UN CARTELLO con la scritta «Ilva» è stato innalzato dai senatori della Lega presenti i al Senato durante la discussione per protestare contro l’abrogazione dello scudo penale. A pesare sulla discussione sono le voci sui cinquemila esuberi tra i lavoratori. Salvini ha annunciato di volere fare le «barricate». Una dichiarazione che ha sollevato polemiche. «È stato al governo fino a poco fa – ha detto la segretaria della Fiom Cgil Francesca Re David – e non ha difeso i posti di lavoro. I lavoratori sono gli unici che possono fare la barricate. La Fiom è pronta alla mobilitazione. Non è ammissibile leggere sui giornali le intenzioni dell’azienda di cancellare l’accordo del 6 settembre del 2018 e quindi il piano industriale e ambientale concordato». Sull’ex Ilva «è importante, a questo punto, che il governo convochi rapidamente il tavolo perché ognuno si deve assumere le proprie responsabilità – ha detto il segretario della Cgil Maurizio Landini – Deve essere chiaro al governo come a Mittal – ha proseguito- che noi abbiamo firmato un accordo e quell’accordo va rispettato in tutte le sue parti: il che vuol dire che non ci sono né esuberi né ritardi sugli investimenti da fare». Per la leader della Cisl, Annamaria Furlan, si rischia di «compromettere il piano». Carmelo Barbagallo della Uil si è detto «molto preoccupato».

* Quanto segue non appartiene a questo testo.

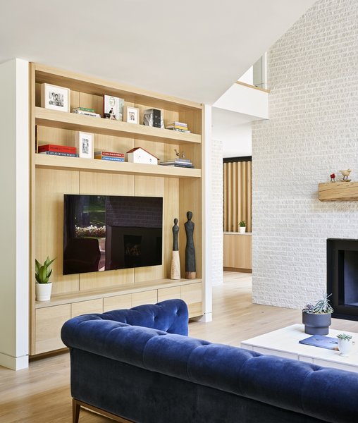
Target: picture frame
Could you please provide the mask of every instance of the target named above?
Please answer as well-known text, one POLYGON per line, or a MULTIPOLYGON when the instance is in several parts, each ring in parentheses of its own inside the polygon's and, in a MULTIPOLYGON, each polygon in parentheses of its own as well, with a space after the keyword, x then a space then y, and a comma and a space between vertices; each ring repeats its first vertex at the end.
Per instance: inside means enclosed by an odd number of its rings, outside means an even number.
POLYGON ((51 84, 41 84, 41 107, 70 111, 70 89, 51 84))
POLYGON ((123 120, 124 99, 113 95, 104 94, 104 118, 115 121, 123 120))
POLYGON ((138 124, 140 123, 140 109, 137 107, 125 106, 123 118, 125 122, 138 124))
POLYGON ((93 159, 93 138, 94 134, 81 132, 78 133, 78 157, 82 159, 93 159))

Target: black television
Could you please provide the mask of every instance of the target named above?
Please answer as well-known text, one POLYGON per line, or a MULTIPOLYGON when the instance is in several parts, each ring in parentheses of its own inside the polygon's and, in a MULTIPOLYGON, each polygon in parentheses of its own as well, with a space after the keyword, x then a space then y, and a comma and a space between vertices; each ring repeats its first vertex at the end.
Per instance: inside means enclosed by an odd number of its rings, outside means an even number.
POLYGON ((163 198, 65 194, 63 274, 162 264, 163 198))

A Taranto la situazione è tesa dopo il voto al Senato che toglie lo scudo penale per Rocco Palombella, segretario della Uilm. «Si è innescato un processo di paura da parte dei lavoratori che hanno la responsabilità della gestione, che devono firmare documenti o impartire ordine. Sono i capisquadra, i capireparto, i capiturno. Non i vertici. Chiedono di essere esonerati da responsabilità. E così parte una reazione a catena che inesorabilmente porta al fermo».«La prospettiva di licenziare 5mila persone, più del 50% dei lavoratori dell’Ilva, creerebbe un disagio sociale di enormi proporzioni. La politica deve intervenire perché la proposta della decarbonizzazione è giusta e positiva, però deve essere seguita da provvedimenti adeguati che non permettano la riduzione dei posti di lavoro» ha detto l’arcivescovo di Taranto Filippo Santoro.

I TEMPI sono molto stretti: mancano meno di 9 giorni al 3 novembre, quando la legge di conversione del decreto «salva-imprese» entrerà in vigore e le immunità legali, legate all’attuazione del piano ambientale, decadranno. Al momento nessuna soluzione è certa: si parla di ripristinare lo «scudo» in modo da evitare l’ostilità dei Cinque Stelle, finanziare la riconversione senza incorrere nella procedura contro gli aiuti di Stato. C’è l’ipotesi di aprire un tavolo istituzionale per rivedere l’accordo con i soggetti interessati. La vita dei quasi 11 mila dipendenti ex Ilva, e degli altrettanti dell’indotto, è aggrappata a queste ipotesi.

LE SEGRETERIE nazionali di Fim, Fiom e Uilm hanno indetto uno sciopero generale di due ore dei metalmeccanici giovedì 31 ottobre per chiedere al governo e alle imprese una svolta nelle politiche industriali per affrontare e dare soluzione ai circa 160 tavoli di crisi aziendali aperti al ministero dello Sviluppo Economico.